I am trying to store some text (e.g. č
) in a Postgres database, however when retrieving this value, it appears on screen as ?
. I'm not sure why it does this, I was under the impression that it was a character that wasn't supported in UTF-8, but was in UTF-8, however, judging by the first answer, this is an incorrect assumption.
Original question (which may still be valid):
I have read about UTF-8 Surrogate pairs, which may achieve what I require, and I've seen a few examples involving the
stringinfo
objectTextElementEnumerators
, but I couldn't work out a practical proof of concept.Can someone provide an example of how you would write and read UTF-16 (probably using this surrogate pair concept) to a postgres database. Thank you.
Updated question:
Why would the č
character be returned from the database as a question mark?
We use NPGSQL to access the database and VB.Net.
There's no such thing as a character which exists in UTF-16 but not UTF-8. Both are capable of encoding all of Unicode. In other words, if you can get UTF-8 to work, it should be able to store any valid Unicode text.

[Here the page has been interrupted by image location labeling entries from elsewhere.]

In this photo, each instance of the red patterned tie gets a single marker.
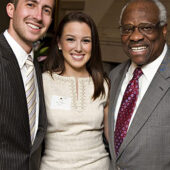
(126, 109)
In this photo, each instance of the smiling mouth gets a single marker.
(138, 49)
(34, 26)
(77, 56)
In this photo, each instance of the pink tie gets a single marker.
(126, 109)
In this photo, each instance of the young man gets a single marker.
(139, 113)
(22, 110)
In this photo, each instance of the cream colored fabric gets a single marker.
(75, 125)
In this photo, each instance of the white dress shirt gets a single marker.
(149, 72)
(21, 57)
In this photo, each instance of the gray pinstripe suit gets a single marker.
(16, 151)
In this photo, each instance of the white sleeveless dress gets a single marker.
(75, 125)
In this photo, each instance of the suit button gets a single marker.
(118, 168)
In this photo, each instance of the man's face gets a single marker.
(143, 46)
(29, 20)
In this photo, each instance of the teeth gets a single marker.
(138, 48)
(78, 56)
(33, 26)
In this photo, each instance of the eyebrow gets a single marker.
(74, 36)
(45, 6)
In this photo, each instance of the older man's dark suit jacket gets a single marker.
(16, 151)
(147, 143)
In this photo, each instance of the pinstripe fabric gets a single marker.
(31, 96)
(16, 150)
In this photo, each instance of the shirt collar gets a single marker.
(19, 52)
(150, 69)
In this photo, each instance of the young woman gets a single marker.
(76, 92)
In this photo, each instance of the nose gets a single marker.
(136, 35)
(78, 47)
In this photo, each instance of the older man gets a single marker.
(22, 110)
(139, 112)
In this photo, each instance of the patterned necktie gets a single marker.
(31, 95)
(126, 109)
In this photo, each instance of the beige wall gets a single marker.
(106, 15)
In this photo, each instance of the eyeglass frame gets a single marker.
(139, 27)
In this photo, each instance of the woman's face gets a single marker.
(76, 46)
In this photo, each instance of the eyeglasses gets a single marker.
(143, 28)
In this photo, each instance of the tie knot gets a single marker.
(29, 61)
(137, 73)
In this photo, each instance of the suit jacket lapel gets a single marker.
(150, 100)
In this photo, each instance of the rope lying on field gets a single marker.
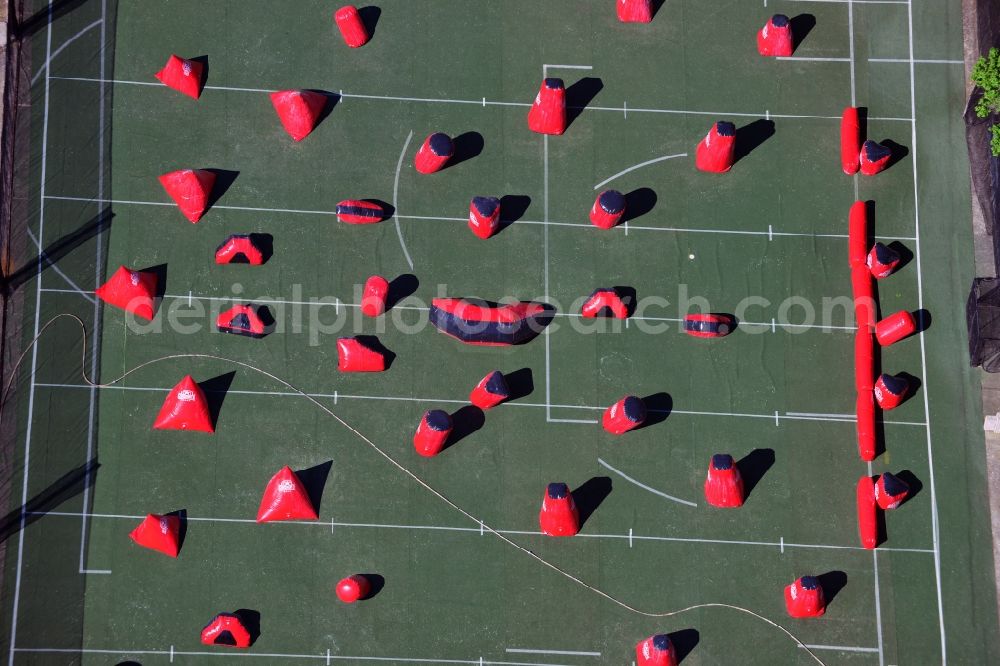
(392, 461)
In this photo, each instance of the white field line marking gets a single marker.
(298, 211)
(805, 59)
(545, 68)
(337, 303)
(878, 597)
(56, 268)
(34, 351)
(45, 65)
(475, 530)
(859, 2)
(935, 527)
(850, 29)
(277, 655)
(536, 405)
(96, 329)
(644, 487)
(575, 653)
(478, 102)
(639, 166)
(839, 648)
(545, 264)
(919, 61)
(395, 197)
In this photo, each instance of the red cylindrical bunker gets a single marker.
(434, 154)
(891, 391)
(890, 491)
(432, 433)
(352, 28)
(608, 209)
(373, 299)
(895, 327)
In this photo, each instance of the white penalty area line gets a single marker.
(572, 653)
(537, 405)
(484, 102)
(770, 232)
(639, 166)
(327, 656)
(478, 531)
(643, 485)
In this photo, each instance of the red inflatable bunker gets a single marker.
(775, 38)
(132, 291)
(891, 390)
(353, 355)
(352, 28)
(882, 261)
(608, 209)
(656, 650)
(890, 491)
(867, 513)
(559, 515)
(724, 485)
(627, 414)
(184, 76)
(490, 391)
(434, 153)
(353, 588)
(804, 598)
(285, 498)
(548, 113)
(191, 190)
(228, 630)
(358, 211)
(857, 234)
(850, 140)
(484, 323)
(717, 151)
(895, 327)
(605, 302)
(185, 408)
(484, 216)
(375, 296)
(433, 432)
(239, 249)
(865, 410)
(635, 11)
(708, 325)
(159, 533)
(242, 320)
(874, 158)
(299, 111)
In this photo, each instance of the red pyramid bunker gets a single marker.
(299, 111)
(132, 291)
(285, 498)
(185, 408)
(716, 153)
(184, 76)
(548, 112)
(159, 533)
(191, 190)
(559, 515)
(723, 485)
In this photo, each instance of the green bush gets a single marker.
(986, 75)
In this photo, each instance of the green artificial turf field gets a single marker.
(777, 394)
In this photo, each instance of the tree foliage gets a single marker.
(986, 75)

EDIT: Surrogate pairs are actually a feature of UTF-16 rather than UTF-8. They allow a character which isn't in the basic multi-lingual plane (BMP) to be represented as two UTF-16 code units. Basically, UTF-16 is often treated as a fixed-width encoding (exactly two bytes per Unicode character) but that only allows the BMP to be encoded cleanly. Surrogate pairs are a (fairly hacky) way of extending the range beyond the BMP.
I very much doubt that the character you're trying to represent is outside the BMP, so I suspect you need to look elsewhere for the problem. In particular, it's worth dumping the exact character values of the text (e.g. by casting each char
to int
) before it goes into the database and after you've fetched it. Ideally, do this in a short but complete console app.